Ewa się zawahała. Lila, może zawiesisz kartkę? »Czy ktoś widział panią Nowak?« Albo nie, to brzmi groźnie. Może: »Szukamy Ady. Opowiedz nam swoją historię«. Podaj numer kawiarni. Ludzie do ciebie zagadują.
Dobrze, odparła Lila, przechodząc w tryb działania. I postawię termos z herbatą. Dla tych, co czekają.
Autobus linii 7 sunął przez Brzozów jak koralik na sznurku. Ewa obserwowała miasto przez okno: pan Marek zamiatający schody przed fryzjerem, para biegaczy w odblaskowych kurtkach, dzieciaki ciągnące się pod muralami domu kultury. Zapytała trzech pasażerów o Adę; wszyscy ją znali.
Dała mi ołówek, powiedział ośmiolatek. Powiedziała, iż służy do zapisywania rzeczy, o których się zapomina mówić.

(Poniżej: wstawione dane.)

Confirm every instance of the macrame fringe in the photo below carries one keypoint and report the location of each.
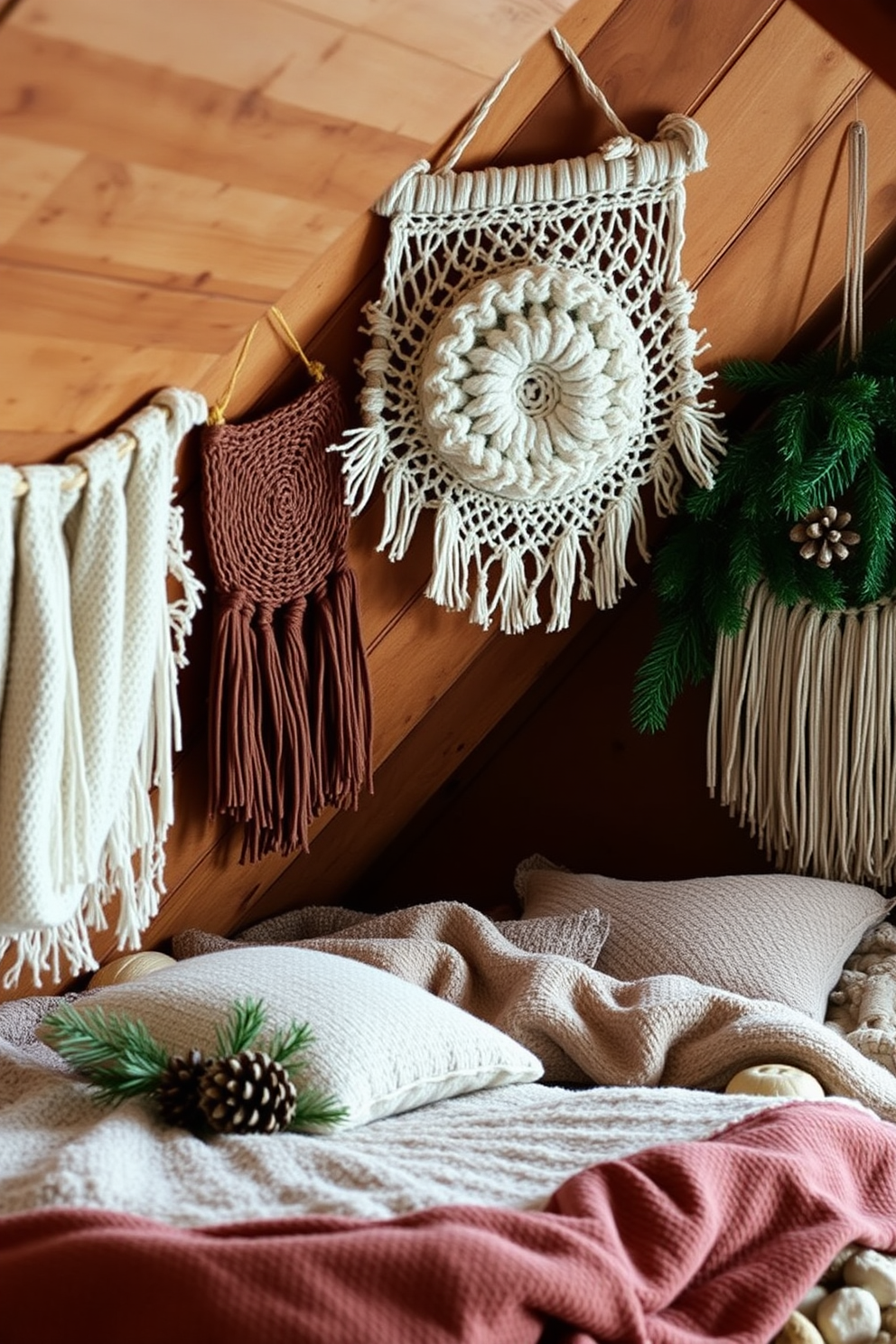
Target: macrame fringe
(290, 714)
(520, 572)
(363, 454)
(801, 740)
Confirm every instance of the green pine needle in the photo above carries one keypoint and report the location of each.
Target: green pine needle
(118, 1057)
(316, 1110)
(289, 1043)
(874, 503)
(676, 658)
(827, 437)
(243, 1024)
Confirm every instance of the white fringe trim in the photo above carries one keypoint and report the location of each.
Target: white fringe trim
(133, 856)
(801, 742)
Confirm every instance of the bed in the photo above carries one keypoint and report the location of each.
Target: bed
(537, 1148)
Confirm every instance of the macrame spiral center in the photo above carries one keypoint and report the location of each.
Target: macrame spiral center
(537, 391)
(534, 383)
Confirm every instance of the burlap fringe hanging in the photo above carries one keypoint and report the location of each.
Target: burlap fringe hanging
(802, 737)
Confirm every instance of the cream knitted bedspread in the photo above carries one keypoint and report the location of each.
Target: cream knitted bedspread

Kazała mi nie czekać na idealny dzień, by zadzwonić do siostry, dodała kobieta w czerwonym płaszczu, sięgając po telefon. Zadzwoniłam tego popołudnia. Najlepsza rozmowa od pięciu lat.
W bibliotece pani Bożena z działu wypożyczeń kolczyki w kształcie obręczy, spojrzenie, które wybacza opóźnienia, ale ich nie toleruje skinęła głową. Ada? Była wczoraj, oddała dwie powieści i książkę o ptakach. Powiedziała, iż wróci za tydzień z czymś »z przystanku«.
Z czym?, spytała Ewa.
Pani Bożena pstryknęła w blat. Trzyma tu kartonowe pudełko w skrzynce zwrotów. »Dla bezpieczeństwa«. Jest pełne papierków.